L’ambition du Traité d'Aix-la-Chapelle est de rafraîchir les relations bilatérales franco-allemandes jusqu’alors régies par le Traité de l’Elysée signé en 1963 par le Général de Gaulle et Konrad Adenauer
Macron et Merkel font appel aux mêmes outils que De Gaulle et Adenauer, en espérant obtenir les mêmes résultats.

Mardi 22 janvier, Emmanuel Macron et Angela Merkel signent à Aix-la-Chapelle le Traité entre la République française et la République fédérale d’Allemagne sur la coopération et l’intégration franco-allemandes. L’ambition est de rafraîchir les relations bilatérales franco-allemandes jusqu’alors régies par le Traité de l’Elysée, signé en 1963 par le Général de Gaulle et Konrad Adenauer, chancelier de ce qui était alors l’Allemagne de l’Ouest. Visant à renforcer la coopération et la convergence entre les deux pays, cet accord touche de nombreux secteurs, l’économie, la diplomatie, la défense, l’environnement, l’enseignement, la culture et les affaires européennes, entre autres.

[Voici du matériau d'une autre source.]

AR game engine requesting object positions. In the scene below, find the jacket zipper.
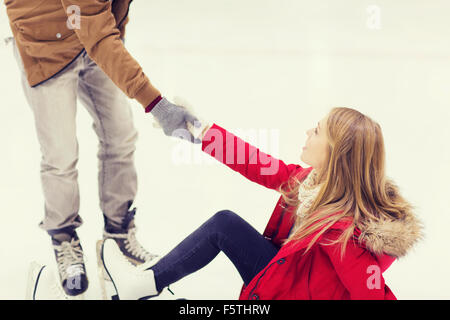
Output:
[117,0,133,27]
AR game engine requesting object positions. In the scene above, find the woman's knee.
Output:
[210,210,241,230]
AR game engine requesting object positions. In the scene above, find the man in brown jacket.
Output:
[5,0,199,295]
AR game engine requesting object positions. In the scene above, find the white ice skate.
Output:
[25,261,84,300]
[97,239,158,300]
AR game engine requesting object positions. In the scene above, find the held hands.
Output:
[150,98,209,144]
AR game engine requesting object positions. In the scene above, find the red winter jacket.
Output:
[202,124,420,300]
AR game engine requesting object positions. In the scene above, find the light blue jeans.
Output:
[11,39,138,234]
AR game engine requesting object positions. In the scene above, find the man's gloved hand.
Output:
[150,98,202,144]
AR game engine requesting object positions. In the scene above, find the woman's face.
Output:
[301,116,328,170]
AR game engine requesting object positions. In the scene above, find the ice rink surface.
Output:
[0,0,450,299]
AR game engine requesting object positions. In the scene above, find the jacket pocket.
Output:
[13,5,75,42]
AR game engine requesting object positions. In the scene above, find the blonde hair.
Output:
[279,107,413,257]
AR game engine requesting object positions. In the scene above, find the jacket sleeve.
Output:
[321,230,395,300]
[202,124,304,190]
[61,0,160,108]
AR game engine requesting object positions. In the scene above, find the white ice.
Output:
[0,0,450,299]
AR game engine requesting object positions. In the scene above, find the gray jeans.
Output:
[12,39,138,234]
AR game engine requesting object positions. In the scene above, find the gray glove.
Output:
[150,98,201,144]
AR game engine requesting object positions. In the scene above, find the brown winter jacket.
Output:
[5,0,160,108]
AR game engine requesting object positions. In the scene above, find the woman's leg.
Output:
[151,210,278,292]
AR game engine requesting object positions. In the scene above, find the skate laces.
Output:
[105,227,158,261]
[54,239,84,279]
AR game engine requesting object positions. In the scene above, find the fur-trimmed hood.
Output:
[359,212,423,258]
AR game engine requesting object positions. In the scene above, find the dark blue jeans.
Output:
[151,210,279,292]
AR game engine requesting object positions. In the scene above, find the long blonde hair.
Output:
[279,107,413,257]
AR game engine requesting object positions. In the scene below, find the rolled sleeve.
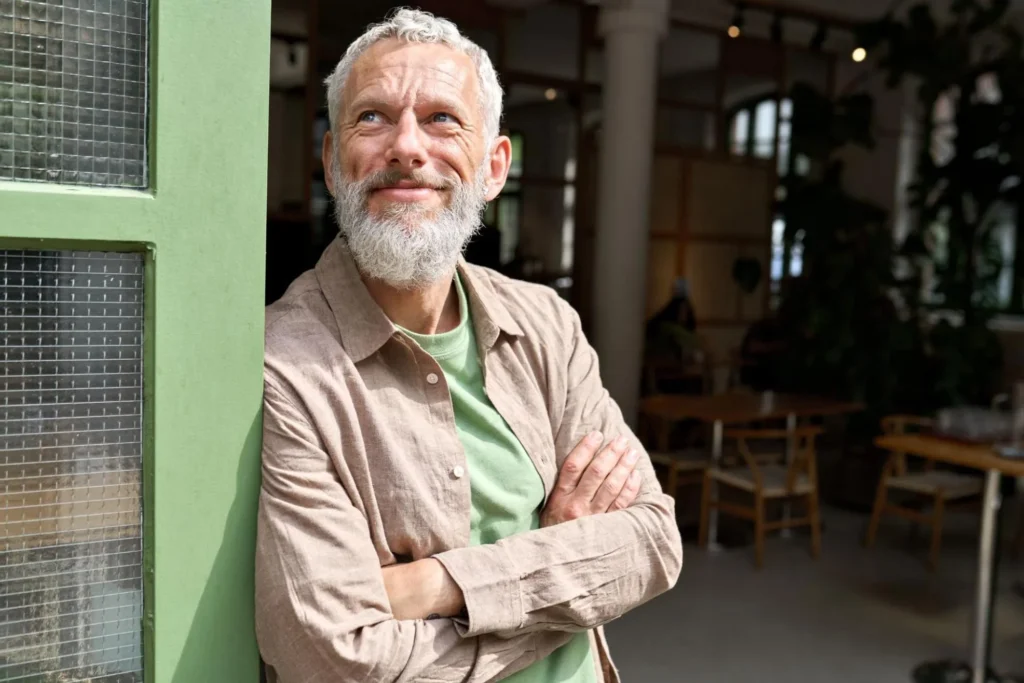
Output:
[436,545,523,637]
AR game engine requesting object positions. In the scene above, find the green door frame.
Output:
[0,0,270,683]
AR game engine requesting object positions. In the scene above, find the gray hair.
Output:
[324,7,502,140]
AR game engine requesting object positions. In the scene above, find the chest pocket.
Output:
[484,341,558,500]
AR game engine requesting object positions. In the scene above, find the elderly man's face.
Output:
[334,40,507,215]
[324,40,511,286]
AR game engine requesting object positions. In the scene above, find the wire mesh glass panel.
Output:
[0,250,143,683]
[0,0,148,187]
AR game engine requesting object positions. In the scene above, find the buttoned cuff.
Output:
[434,545,523,638]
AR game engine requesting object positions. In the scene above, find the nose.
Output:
[387,112,427,172]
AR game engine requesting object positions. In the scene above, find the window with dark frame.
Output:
[727,93,810,305]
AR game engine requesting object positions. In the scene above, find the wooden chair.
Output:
[864,415,982,571]
[650,450,711,498]
[699,427,822,568]
[641,409,710,498]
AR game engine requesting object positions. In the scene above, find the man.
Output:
[256,10,682,683]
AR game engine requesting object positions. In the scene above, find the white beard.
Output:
[331,157,486,290]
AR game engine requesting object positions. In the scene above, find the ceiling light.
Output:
[728,2,743,38]
[771,14,782,43]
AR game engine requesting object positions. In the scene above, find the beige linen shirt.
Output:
[256,240,682,683]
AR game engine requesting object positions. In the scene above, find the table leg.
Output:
[779,413,797,539]
[708,420,725,552]
[971,470,1001,683]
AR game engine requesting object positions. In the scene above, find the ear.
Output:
[483,135,512,202]
[321,131,338,197]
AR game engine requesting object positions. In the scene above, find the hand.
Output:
[382,558,465,622]
[541,433,641,526]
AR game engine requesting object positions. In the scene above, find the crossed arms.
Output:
[256,313,682,683]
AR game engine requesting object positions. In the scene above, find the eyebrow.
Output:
[348,95,469,119]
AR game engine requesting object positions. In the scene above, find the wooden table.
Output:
[640,391,863,548]
[874,434,1024,683]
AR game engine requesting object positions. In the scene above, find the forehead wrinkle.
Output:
[346,45,479,116]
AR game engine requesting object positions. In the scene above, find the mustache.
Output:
[359,169,461,193]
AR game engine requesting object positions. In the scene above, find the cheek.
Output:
[341,138,387,180]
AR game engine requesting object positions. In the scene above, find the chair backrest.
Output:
[882,415,935,476]
[725,427,823,492]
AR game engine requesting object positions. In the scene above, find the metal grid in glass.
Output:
[0,0,148,187]
[0,251,143,683]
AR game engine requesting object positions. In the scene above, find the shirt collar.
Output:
[314,238,523,362]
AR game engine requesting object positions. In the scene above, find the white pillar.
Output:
[594,0,669,424]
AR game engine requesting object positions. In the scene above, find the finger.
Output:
[577,436,629,503]
[591,449,640,512]
[552,432,604,497]
[608,470,643,511]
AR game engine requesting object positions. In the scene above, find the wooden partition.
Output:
[646,152,774,386]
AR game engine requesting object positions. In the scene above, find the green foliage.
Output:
[778,84,921,428]
[860,0,1024,403]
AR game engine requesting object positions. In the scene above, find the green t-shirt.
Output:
[402,276,597,683]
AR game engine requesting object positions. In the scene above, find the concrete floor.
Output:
[607,510,1024,683]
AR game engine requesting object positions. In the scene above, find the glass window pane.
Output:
[730,110,751,156]
[778,119,793,175]
[0,0,148,187]
[654,106,715,150]
[519,184,575,276]
[657,27,721,104]
[754,99,776,159]
[0,251,143,683]
[780,97,793,121]
[771,218,785,282]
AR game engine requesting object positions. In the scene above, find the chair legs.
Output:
[754,495,765,569]
[697,474,714,548]
[864,479,889,548]
[807,489,821,559]
[928,495,945,571]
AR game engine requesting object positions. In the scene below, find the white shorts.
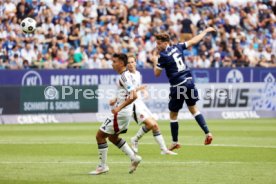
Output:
[133,99,154,125]
[100,111,132,135]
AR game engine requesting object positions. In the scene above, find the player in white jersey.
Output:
[90,54,142,175]
[127,55,177,155]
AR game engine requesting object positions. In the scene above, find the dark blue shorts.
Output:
[169,80,199,112]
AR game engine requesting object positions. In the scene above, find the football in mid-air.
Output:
[20,17,36,33]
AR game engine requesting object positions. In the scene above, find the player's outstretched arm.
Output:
[152,55,162,77]
[186,27,216,47]
[111,89,137,114]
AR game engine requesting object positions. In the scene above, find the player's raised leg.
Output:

De l’aveu de ses auteurs, il s’agit plus d’un acte symbolique que d’un bouleversement stratégique. Traduction : le texte contient peu de changements concrets. « C’est un mandat pour l’avenir, pas un aboutissement. Il faudra le traduire en mesures concrètes » a expliqué la diplomatie allemande au site Toute l’Europe. Les deux pays affichent essentiellement leur volonté de poursuivre ce qui a été amorcé 56 ans plus tôt.

Ainsi les échanges de fonctionnaires continuent d’être encouragés : le Conseil des ministres franco-allemand « adopte un programme pluriannuel de projets de coopération franco-allemande » (article 23); de  même que la coopération politique et administrative : « Un membre du gouvernement d’un des deux États prend part, une fois par trimestre au moins et en alternance, au conseil des ministres de l’autre État » (article 24) . Concernant la convergence, elle a trait aux systèmes économiques et fiscaux allemand et français. Dans les régions frontalières, les échanges linguistiques, culturels sont encouragés et des facilitations du point de vue administratifs sont prévues.

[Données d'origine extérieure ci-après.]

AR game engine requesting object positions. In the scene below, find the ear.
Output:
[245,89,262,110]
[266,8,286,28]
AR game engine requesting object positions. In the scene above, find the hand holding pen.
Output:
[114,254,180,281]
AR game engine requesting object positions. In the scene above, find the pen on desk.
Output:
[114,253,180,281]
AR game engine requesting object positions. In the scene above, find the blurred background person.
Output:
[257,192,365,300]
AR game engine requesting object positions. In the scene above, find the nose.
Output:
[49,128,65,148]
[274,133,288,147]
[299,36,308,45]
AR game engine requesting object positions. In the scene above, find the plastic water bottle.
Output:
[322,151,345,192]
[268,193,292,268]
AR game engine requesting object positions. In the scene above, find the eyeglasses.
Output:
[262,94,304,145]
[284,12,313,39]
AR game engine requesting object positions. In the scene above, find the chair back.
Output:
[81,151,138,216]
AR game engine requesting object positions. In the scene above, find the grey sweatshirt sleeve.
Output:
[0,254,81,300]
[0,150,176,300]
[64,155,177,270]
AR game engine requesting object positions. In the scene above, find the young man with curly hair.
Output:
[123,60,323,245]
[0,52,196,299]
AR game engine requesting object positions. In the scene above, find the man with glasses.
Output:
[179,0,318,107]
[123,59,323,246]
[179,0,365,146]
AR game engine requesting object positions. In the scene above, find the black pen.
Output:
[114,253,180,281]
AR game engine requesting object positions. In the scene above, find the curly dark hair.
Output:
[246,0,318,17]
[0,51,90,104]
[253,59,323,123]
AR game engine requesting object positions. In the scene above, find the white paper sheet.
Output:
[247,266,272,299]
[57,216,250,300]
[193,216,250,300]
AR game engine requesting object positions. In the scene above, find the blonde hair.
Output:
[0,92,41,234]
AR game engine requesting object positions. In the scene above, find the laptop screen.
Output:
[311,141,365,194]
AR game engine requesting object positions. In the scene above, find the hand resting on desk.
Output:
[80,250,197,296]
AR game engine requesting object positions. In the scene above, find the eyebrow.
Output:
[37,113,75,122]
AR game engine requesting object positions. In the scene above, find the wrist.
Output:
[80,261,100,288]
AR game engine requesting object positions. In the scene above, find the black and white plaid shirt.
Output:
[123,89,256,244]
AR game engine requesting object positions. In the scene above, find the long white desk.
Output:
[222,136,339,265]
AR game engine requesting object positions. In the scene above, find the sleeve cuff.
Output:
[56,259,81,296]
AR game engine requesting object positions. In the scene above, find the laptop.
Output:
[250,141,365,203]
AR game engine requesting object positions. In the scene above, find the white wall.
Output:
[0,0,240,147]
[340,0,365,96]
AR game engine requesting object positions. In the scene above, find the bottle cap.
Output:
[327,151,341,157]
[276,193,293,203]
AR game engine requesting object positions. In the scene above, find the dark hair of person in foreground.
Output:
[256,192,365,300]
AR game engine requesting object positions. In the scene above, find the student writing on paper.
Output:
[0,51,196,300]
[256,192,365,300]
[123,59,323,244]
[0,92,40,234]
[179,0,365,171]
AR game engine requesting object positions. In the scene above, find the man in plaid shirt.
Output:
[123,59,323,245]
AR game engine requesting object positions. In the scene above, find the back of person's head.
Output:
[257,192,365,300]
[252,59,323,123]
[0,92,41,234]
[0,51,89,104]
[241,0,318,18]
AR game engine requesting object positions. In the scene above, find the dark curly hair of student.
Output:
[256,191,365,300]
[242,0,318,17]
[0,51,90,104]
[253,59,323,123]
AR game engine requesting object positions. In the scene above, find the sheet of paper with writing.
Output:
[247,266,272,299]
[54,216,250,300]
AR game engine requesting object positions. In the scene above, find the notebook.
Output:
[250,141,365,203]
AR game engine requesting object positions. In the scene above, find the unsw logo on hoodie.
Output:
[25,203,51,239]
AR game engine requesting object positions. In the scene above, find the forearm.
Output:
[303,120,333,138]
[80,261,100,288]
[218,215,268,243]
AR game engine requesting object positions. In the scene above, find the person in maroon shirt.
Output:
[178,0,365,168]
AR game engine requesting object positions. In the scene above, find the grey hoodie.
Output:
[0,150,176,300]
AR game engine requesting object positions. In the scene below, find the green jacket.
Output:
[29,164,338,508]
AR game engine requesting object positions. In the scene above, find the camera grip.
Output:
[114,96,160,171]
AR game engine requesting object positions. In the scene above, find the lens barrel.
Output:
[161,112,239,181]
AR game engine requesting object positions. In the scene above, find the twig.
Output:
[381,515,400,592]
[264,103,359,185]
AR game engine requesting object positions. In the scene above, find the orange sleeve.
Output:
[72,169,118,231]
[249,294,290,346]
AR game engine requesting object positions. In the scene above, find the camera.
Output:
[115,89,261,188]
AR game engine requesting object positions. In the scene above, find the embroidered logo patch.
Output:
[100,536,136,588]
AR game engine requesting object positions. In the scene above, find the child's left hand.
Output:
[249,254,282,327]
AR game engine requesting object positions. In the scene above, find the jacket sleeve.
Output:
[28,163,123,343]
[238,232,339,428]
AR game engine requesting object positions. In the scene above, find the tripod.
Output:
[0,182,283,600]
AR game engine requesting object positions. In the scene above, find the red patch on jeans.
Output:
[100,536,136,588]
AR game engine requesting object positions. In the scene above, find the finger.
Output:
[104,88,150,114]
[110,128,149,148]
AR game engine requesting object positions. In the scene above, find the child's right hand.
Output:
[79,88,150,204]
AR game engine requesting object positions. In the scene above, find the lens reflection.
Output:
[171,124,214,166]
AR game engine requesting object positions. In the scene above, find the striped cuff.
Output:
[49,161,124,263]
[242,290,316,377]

La principale nouveauté de ce traité tient à la création d’une assemblée commune franco-allemande, composée de cent députés (cinquante de chaque pays) dont le but sera de veiller à l’application du Traité d’Aix-la-Chapelle.

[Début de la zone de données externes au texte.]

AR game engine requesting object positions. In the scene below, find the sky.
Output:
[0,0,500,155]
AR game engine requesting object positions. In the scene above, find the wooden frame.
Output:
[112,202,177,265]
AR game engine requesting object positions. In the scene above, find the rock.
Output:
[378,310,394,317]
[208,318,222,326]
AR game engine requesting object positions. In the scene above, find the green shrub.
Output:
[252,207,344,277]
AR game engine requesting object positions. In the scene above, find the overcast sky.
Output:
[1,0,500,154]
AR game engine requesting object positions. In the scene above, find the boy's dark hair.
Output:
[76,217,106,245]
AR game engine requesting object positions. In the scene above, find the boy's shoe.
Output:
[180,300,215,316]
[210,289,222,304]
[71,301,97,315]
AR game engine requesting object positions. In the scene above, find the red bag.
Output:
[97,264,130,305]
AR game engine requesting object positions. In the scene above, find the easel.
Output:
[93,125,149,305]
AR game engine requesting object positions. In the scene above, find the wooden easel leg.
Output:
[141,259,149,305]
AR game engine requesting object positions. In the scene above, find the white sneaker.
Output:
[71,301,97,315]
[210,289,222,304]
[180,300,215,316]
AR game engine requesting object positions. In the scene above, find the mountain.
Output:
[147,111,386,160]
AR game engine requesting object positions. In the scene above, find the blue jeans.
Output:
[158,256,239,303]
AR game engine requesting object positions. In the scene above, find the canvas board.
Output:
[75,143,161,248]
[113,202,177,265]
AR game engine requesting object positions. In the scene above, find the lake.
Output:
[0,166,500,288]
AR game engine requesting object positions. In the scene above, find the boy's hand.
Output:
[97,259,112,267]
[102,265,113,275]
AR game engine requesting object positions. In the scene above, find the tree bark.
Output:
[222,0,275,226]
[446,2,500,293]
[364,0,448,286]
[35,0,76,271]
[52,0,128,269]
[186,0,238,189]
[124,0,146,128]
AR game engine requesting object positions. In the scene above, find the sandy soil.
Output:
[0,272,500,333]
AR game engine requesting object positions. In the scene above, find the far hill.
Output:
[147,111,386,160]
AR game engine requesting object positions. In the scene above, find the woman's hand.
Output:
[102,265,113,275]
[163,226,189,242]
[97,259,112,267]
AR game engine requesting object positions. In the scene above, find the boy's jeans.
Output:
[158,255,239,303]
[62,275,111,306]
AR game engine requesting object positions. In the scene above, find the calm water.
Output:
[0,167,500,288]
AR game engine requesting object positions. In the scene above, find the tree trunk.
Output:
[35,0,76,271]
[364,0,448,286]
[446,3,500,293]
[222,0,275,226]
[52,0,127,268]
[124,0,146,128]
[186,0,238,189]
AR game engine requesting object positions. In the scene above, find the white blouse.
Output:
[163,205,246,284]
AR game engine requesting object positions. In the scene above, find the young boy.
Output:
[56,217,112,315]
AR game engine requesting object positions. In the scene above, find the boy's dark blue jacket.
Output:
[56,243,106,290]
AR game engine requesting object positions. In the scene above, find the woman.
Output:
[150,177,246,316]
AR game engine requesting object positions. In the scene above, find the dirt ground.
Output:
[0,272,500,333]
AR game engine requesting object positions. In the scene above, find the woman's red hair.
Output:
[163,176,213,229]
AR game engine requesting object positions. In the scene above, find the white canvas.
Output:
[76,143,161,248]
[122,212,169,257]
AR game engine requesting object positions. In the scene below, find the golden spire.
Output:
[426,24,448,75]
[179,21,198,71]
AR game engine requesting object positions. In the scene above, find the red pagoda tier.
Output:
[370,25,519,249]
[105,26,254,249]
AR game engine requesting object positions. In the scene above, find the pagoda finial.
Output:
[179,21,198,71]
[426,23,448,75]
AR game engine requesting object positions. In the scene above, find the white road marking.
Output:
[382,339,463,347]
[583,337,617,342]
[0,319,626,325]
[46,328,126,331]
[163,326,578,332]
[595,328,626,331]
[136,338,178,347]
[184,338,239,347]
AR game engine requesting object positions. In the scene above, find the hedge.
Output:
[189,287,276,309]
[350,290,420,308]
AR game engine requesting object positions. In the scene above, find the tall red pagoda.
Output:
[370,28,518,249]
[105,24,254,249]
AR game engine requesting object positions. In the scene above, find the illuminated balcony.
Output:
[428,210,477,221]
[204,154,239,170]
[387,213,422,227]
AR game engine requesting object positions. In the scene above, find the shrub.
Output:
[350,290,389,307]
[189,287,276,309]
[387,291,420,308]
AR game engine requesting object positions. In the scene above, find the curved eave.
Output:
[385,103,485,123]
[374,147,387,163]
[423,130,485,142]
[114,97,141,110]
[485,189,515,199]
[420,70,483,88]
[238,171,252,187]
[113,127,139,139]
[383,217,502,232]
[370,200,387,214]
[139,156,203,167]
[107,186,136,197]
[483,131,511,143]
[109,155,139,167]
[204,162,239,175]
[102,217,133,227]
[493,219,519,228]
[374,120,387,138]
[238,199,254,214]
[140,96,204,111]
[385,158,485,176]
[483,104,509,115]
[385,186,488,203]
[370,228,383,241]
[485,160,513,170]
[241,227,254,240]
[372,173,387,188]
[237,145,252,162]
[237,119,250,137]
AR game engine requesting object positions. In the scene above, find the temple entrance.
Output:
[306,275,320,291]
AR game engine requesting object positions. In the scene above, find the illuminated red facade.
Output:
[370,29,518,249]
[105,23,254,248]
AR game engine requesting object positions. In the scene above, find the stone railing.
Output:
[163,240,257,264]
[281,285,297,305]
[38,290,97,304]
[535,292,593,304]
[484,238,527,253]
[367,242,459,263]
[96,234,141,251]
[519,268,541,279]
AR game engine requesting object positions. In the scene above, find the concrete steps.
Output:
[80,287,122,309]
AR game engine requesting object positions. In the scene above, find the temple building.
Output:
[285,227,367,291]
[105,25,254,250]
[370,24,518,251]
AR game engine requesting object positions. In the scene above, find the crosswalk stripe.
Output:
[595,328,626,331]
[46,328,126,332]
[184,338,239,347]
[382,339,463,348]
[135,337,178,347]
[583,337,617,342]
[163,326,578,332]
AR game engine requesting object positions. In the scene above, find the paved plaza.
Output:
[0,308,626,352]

Une méthode et des outils du siècle passé

Le principal défaut de cette démarche est d’utiliser une méthode et de faire appel à des outils du siècle passé. En effet le Traité d’Aix-la-Chapelle a été rédigé sans la moindre consultation parlementaire ou citoyenne. Ce qui, à l’ère d’internet et des revendications pour une démocratie plus directe, apparaît comme une grave erreur stratégique aux conséquences néfastes. Ces conséquences sont des fake news propagées principalement par des membres du Rassemblement National et de Debout la France.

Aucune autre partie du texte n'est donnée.